Boil water in a medium saucepan with kosher salt, and slowly stir in polenta. Cook for 15-20 minutes, stirring constantly. Slowly pour in the milk and continue to cook until polenta is creamy and smooth. Stir in butter and grated Parmesan until well incorporated. Pour polenta into the parchment lined baking pan and spread the top so it’s smooth. Wrap up polenta and place in the refrigerator for about an hour, or until polenta has hardened. Take the polenta out of the pan, with the parchment still attached and cut into rounds with a 2 inch biscuit cutter. Place rounds on another parchment lined baking pan and drizzle with olive oil and set aside.
Heat grill pan on medium high heat. Drizzle pan with olive oil and carefully place rounds on top, making sure not to overcrowd pan. Cook polenta rounds until each side forms a crust, about 4-5 minutes per side. Place polenta rounds back on baking sheet and set aside.
Meanwhile, cook mushrooms in a medium skillet over medium-high heat until mushrooms have softened, about 5-7 minutes. Add extra virgin olive oil, chopped garlic and cook for another minute. Stir in 1 tablespoon chopped Italian parsley. Meanwhile place porcini mushroom sauce in a small saucepan and heat over low heat to warm through.

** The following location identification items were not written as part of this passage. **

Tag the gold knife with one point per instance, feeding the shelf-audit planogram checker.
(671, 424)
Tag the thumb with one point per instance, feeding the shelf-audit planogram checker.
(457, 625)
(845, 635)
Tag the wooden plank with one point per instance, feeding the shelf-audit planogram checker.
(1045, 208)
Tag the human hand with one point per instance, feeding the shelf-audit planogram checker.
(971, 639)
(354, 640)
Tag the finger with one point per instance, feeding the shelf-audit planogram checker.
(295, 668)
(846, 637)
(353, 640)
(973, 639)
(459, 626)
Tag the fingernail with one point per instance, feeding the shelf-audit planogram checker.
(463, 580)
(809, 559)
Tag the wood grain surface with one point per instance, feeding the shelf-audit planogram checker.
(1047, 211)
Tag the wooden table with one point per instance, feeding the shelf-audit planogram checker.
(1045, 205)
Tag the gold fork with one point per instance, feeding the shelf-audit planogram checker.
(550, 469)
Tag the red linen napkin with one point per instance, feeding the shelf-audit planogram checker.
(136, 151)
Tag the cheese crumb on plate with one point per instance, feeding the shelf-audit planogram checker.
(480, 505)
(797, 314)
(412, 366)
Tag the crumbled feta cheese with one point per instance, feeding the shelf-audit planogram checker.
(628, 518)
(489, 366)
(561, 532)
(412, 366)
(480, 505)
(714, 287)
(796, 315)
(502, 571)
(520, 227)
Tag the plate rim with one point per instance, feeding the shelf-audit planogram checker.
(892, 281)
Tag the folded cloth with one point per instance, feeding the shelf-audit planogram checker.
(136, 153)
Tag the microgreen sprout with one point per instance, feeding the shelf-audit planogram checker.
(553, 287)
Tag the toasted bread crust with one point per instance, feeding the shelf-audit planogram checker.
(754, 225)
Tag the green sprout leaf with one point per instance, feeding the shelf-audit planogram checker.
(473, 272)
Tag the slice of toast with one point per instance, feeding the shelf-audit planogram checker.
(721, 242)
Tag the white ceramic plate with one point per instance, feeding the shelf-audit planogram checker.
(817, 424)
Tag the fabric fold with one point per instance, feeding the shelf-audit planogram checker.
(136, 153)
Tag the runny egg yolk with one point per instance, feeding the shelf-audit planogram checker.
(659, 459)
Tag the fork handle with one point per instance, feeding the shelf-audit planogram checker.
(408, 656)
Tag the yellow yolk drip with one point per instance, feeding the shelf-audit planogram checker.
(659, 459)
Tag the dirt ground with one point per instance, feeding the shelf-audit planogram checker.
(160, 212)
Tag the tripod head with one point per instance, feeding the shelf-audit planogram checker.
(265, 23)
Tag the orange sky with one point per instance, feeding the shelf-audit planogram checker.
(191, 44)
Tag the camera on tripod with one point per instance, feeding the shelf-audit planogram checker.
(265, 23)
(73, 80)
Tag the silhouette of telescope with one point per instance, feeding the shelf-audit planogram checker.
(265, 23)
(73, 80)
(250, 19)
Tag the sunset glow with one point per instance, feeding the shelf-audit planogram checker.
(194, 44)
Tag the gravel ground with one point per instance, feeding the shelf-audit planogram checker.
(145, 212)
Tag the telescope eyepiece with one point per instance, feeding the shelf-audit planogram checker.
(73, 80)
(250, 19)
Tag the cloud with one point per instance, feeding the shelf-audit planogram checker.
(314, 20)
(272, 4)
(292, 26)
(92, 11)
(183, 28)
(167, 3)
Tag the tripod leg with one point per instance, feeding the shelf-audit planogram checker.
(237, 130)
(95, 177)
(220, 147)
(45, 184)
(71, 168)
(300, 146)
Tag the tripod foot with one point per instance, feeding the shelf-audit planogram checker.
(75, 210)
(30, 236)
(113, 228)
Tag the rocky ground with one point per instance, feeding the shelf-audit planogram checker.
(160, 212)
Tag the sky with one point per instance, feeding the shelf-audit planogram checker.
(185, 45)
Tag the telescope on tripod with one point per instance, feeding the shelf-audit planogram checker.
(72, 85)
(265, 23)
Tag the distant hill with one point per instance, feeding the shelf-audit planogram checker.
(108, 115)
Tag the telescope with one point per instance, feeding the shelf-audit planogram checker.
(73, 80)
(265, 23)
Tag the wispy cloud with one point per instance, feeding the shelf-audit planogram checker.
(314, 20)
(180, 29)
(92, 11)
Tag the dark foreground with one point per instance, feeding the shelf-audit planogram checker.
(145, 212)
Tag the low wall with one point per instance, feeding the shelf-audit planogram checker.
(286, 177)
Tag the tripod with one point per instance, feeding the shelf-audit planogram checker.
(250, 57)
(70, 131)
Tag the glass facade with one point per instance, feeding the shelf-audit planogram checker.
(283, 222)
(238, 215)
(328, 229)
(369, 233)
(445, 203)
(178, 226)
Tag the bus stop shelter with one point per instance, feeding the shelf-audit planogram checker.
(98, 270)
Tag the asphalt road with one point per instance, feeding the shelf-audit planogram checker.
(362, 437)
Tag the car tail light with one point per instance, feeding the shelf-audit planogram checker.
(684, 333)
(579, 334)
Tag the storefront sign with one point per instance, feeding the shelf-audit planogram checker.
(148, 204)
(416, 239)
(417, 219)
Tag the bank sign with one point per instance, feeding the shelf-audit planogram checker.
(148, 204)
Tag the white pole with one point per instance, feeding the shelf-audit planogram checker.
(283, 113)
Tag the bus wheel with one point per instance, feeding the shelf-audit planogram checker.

To assemble polenta rounds, dollop a heaping tablespoon of the warm Porcini Mushroom sauce on top of each polenta round. Top with about 2 sautéed mushrooms and finish with a slice of Parmesan cheese. Continue until all polenta rounds are covered. Sprinkle fresh chopped parsley on top of the polenta rounds and serve warm.